Rediff.com has posted a loss! Again. That would be the 20th 19th straight quarter of losses, if you haven’t lost count already. The company, which listed at the Nasdaq back in 2000 and was hailed as the next big thing from India at one point of time said on Wednesday that net loss, at $2.32 million for the fourth quarter of 2013, was up 63% from the year ago period.

Rediff’s revenues also went down marginally to $3.54 million in the quarter. On an annual basis, revenues declined 21% year on year to $15.66 million for the year ending 31 March 2013.

Take a look at Rediff’s Revenues & Losses over the last 9 quarters.

Rediff Profit & Revenue

This time around, Rediff says that revenue slowed because of the decline in company’s Newspaper Publishing business and India Advertising.

While Rediff, led by Chief Executive Officer Ajit Balakrishnan, has been trying to improve margins by controlling costs, what it really needs is a solid relook at its business. Back in the day, when the company listed at Nasdaq, its shares were priced at $12 apiece. It now sells at about $3.

According to Balakrishnan, the company is working hard to improve “functionality and look and feel of our site.” Rediff’s home page, an important source of income for the company, recently underwent a pinterest like redesign. That didn’t go well with the existing users.

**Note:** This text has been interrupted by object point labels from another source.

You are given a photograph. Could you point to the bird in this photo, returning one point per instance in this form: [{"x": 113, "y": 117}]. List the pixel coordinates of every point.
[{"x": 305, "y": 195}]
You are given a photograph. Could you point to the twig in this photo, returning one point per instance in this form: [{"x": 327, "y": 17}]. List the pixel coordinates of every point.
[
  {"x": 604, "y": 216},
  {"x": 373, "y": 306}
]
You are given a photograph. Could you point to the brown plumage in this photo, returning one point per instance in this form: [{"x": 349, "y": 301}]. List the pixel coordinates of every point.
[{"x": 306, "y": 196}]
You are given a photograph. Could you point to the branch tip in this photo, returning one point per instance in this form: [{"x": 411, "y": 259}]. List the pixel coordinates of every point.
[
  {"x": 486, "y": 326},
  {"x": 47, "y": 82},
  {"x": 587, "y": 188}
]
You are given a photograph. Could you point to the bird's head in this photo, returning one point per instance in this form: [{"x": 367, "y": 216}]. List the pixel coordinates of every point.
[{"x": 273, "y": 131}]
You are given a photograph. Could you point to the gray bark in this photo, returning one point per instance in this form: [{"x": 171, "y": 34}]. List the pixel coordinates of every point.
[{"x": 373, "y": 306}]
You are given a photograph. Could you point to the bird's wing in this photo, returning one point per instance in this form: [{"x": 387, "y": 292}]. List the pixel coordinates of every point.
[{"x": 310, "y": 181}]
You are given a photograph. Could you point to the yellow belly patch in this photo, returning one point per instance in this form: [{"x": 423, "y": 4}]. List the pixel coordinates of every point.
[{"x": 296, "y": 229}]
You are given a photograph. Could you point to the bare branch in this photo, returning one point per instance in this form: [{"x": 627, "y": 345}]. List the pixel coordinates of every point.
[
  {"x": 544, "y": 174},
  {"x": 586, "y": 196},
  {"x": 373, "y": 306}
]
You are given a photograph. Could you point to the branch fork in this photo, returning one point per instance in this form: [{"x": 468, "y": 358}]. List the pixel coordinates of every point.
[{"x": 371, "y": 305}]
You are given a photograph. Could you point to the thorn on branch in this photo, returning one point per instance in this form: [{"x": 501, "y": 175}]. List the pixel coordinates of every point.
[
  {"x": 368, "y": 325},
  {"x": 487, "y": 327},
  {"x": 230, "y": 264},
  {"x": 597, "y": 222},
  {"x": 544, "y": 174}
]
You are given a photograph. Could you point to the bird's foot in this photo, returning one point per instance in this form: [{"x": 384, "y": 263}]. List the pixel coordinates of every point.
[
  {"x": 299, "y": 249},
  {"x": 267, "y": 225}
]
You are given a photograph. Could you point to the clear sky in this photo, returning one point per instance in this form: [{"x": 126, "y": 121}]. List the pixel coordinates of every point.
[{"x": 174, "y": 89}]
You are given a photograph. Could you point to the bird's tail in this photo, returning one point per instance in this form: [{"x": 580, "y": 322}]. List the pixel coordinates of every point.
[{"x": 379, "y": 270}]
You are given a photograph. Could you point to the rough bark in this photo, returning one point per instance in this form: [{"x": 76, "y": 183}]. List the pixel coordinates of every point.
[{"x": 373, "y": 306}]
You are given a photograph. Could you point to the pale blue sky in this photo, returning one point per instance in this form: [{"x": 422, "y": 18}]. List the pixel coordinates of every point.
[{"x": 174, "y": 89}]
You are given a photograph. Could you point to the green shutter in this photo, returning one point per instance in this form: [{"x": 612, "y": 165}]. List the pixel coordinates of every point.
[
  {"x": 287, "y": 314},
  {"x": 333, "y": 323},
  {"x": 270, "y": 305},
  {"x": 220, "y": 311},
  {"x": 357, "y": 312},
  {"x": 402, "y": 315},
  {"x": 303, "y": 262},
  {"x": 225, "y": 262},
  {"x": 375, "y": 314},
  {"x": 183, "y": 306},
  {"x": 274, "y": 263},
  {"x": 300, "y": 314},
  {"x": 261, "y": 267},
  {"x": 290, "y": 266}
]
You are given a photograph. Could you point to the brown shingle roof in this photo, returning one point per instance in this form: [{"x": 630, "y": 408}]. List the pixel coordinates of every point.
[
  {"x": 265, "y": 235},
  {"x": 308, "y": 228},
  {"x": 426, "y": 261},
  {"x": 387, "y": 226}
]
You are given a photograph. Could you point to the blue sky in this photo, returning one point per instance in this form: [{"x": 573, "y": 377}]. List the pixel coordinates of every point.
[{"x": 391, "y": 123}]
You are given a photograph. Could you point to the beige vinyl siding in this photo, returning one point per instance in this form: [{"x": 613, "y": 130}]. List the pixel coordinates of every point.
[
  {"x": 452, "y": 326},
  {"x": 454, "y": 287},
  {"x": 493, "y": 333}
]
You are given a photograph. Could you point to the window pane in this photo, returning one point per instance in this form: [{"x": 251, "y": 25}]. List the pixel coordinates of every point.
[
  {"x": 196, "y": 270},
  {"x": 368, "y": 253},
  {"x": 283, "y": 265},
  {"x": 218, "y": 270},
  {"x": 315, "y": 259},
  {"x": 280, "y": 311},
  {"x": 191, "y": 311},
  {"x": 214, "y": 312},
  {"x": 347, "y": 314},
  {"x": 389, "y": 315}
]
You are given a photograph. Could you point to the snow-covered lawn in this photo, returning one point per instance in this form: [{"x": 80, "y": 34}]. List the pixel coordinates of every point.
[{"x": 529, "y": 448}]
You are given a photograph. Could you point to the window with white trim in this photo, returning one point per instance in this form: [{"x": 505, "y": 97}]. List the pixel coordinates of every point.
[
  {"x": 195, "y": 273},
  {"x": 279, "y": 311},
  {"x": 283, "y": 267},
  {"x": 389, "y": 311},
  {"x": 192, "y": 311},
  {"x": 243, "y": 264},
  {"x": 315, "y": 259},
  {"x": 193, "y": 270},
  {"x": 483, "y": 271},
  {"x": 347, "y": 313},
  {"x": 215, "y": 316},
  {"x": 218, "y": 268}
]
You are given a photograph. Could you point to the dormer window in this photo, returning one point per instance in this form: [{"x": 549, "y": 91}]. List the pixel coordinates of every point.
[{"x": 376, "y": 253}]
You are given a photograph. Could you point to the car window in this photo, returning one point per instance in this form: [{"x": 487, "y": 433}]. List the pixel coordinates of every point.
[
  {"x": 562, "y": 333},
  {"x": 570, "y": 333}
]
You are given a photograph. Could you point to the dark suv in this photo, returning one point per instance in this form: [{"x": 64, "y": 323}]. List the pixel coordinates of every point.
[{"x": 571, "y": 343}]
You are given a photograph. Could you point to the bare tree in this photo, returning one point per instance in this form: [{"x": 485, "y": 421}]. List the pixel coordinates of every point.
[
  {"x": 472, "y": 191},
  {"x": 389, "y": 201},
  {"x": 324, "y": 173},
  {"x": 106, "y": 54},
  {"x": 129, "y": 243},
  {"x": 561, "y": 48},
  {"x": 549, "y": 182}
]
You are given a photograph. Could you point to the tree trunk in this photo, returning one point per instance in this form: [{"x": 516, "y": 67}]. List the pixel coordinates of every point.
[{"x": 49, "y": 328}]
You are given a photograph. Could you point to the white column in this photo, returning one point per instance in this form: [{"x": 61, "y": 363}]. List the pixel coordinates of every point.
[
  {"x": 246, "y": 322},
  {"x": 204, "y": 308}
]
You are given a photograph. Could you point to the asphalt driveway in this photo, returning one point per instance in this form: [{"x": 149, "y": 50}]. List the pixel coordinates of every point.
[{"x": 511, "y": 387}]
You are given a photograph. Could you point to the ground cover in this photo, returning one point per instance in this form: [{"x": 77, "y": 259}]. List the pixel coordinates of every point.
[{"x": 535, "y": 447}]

The company is also going to ramp up its ecommerce offering. “We believe this strategy will position us for future growth in the coming years, especially with the expected improvements in broadband infrastructure in India,” Balakrishnan said.

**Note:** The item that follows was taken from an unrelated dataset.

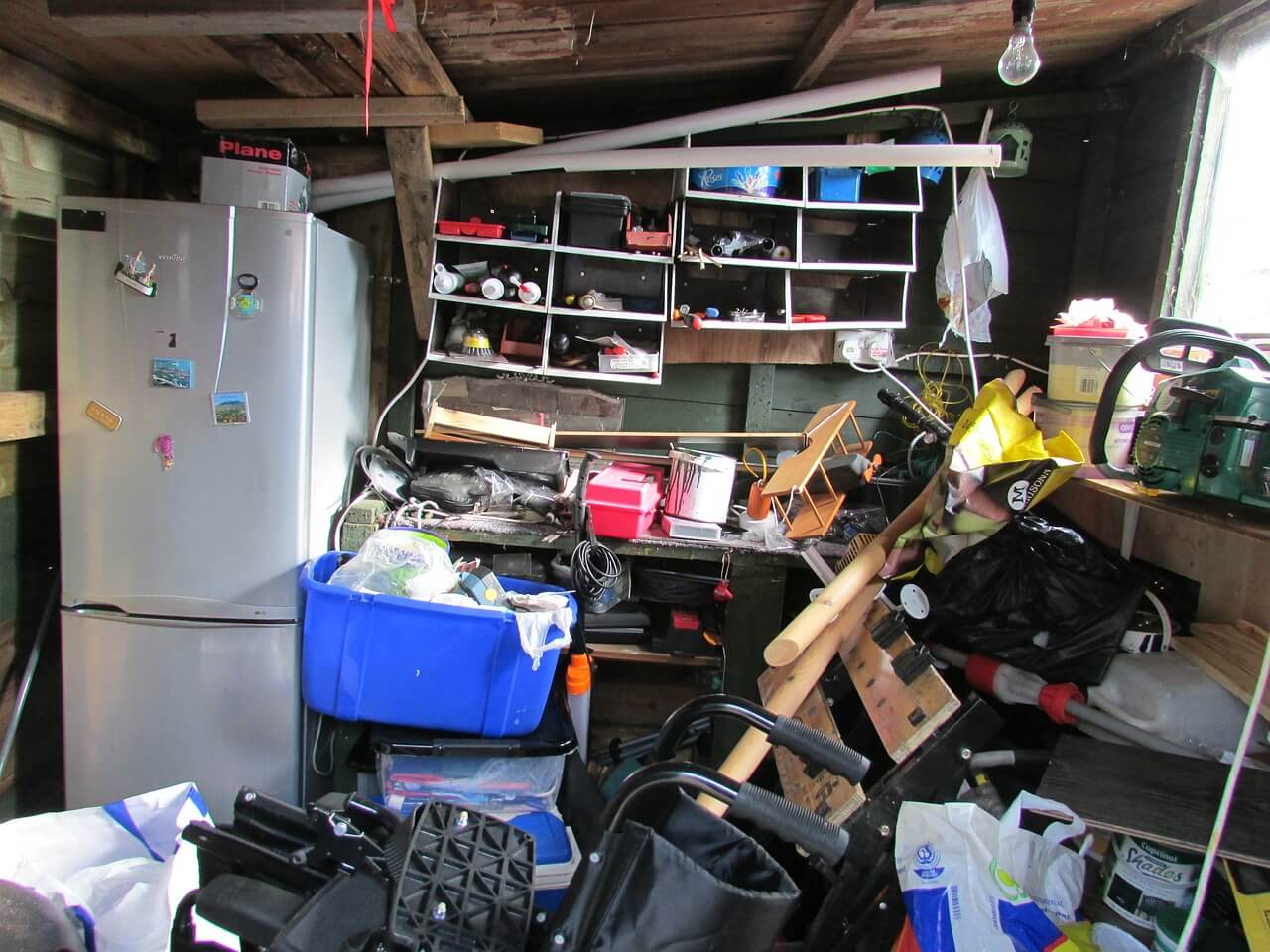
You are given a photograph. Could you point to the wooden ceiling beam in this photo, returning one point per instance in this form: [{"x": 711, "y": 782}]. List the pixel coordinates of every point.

As it bides for the broadband revolution to come its way and make everybody high happy, Rediffmail is a shadow of its past. Just like its share price, which peaked at about $18 in April 2011.

As we had written some time ago, its just that as a company, there seems to be a lack of direction, or coherent strategy. Any one product (of the many it launched) could have been a winner.

But at Rediff, there seems to be too much happening, in too many different directions.